1. Accept
death with open arm
If death isn’t feared but instead
welcomed there’s no limit to what you can accomplish and what you’ll aim to accomplish. We not only
fear death but we fear the unknown and injury and failure and for shite’s sake
we need to stop, and the end will start when we bring our greatest fear into
the present.
Life expectancy has never been
longer; as disease and war and death by the hands of another man in a feud over
honor are removed from our civilized, evolved societies, we live
less. We go
through the motions even mocking death because we know by the odds that it’s
going to be far in the future. Only, in our future we wish so gravely that we hadn’t
lived our lives with more urgency and daring.
People regret more now then they
did once for many reasons. There are more distractions that pull us away from
what’s truly important, death is less of a constant and it’s less violent so we
take most of our days for granted, and most of our lives are led to impress
people we don’t like, spending money we don’t have, working a job we hate to
buy clothes we discard not too long thereafter.
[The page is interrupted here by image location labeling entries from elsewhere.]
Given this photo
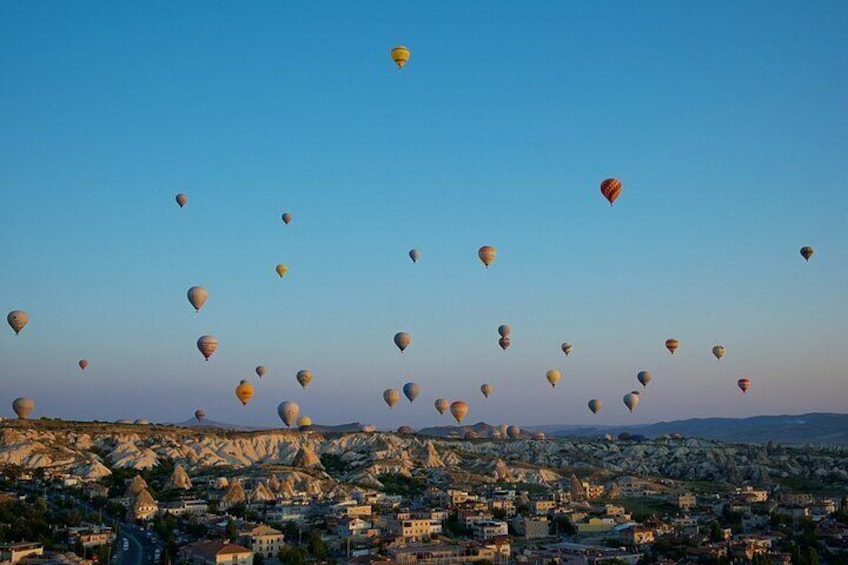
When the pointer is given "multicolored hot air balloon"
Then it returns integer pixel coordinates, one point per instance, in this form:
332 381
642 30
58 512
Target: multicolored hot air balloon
22 407
671 344
402 340
411 390
304 377
594 405
631 400
17 319
487 254
244 392
207 345
288 412
390 397
807 252
459 409
197 296
400 55
611 189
If, somehow, we could bring
urgency back into our lives our regrets in old age would surely be diminished.
The only way I see able to
accomplish such a thing is purely mental, and purely a change of perspective.
It isn’t bringing death back into everyday life – though I’m not sure that
would be such a terrible thing – but bringing a conversation and an awareness
of death into everyday life.
We need to talk about it more, it
needs to be a part of our lives, like it once was in the times of the Vikings,
for without darkness there cannot be light, without sadness there cannot be
happiness, and without death we cannot experience life.
2.
Physical toughness and mental toughness are one in the same.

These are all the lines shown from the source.